On Thu, 05 May 2011 11:52:56 -0400, Andre van Tonder <[email protected]>  
wrote:

> It may come up because the constructor takes field names.  Here is an  
> example:
>
>    (define-syntax foo
>      (syntax-rules ()
>        ((_ name name? x get-x)
>         (define-record-type name (make-foo y x) name? (x get-x) (y  
> get-y))))
>
>    (foo y y? y get-y)
>
> This generates a record definition with two fields symbolically given by  
> y, but the two ys are not the same identifier (the y introduced by the  
> macro has a different color or mark and is therefore different from the  
> y passed to the macro).
>
> If an implementation compares field names using eqv? when coming up with  
> the constructor definition, the above will fail.  If it compares them as  
> identifiers (using bound-identifier=?) the constructor definition will  
> succeed fine.

*sigh* It appears that you are right here. On the other hand, I would  
argue that you can't possibly justify a symbolic semantics here because of  
this very situation: it's just incorrect. I suppose that in much of this,  
when I am reading the standard, if it says that a field name is an  
identifier, I take that to mean an identifier, with all of the associated  
lexical information that goes with an identifier, I would argue that you  
cannot read <field name> in the definition of define-record-type as a  
symbol, and therefore it would be simply incorrect to test equality of two  
identifiers (which are not symbols) using eqv? in this case.

A lot of the discussion recently seems to center around these important  
issues of hygiene and identifiers.
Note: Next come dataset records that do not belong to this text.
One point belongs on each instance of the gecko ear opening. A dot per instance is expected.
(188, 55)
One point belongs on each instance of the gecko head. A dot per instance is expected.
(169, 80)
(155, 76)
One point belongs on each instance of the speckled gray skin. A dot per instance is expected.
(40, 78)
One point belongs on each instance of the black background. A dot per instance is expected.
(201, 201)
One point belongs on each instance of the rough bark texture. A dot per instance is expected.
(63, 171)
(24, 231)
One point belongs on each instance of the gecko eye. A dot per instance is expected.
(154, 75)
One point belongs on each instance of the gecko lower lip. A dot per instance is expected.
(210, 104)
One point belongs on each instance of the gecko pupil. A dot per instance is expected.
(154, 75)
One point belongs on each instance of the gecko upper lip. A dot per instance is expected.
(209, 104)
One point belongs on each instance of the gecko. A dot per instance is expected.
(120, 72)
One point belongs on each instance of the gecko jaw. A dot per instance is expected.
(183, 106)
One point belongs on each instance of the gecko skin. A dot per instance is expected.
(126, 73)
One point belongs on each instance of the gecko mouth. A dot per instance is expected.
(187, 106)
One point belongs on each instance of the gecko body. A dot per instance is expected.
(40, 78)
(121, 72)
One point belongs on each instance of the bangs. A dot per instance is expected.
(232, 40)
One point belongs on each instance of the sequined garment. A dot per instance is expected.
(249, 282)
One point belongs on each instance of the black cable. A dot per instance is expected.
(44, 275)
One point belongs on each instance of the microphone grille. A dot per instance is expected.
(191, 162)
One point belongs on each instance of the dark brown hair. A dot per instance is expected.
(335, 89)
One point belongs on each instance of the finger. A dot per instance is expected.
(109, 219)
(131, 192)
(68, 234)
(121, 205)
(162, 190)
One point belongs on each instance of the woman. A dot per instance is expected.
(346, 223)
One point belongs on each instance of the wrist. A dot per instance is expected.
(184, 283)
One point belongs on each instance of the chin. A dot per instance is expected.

IMO, R6RS got this right by treating  
identifiers as a completely disjoint type from symbols. I do not think we  
should be conflating the two. I am glad you bring up this point, because I  
do think that the conflation of symbols and identifiers in forms like the  
above is just incorrect. Indeed, throughout the standard, I think you have  
mentioned a few places where these issues come up. I would rather undercut  
them all by saying at the outset that, when the standard talks about names  
and such as it does here, an identifier is meant, and not symbols. That  
means that you can't do symbolic comparison here.

        Aaron W. Hsu

-- 
Programming is just another word for the lost art of thinking.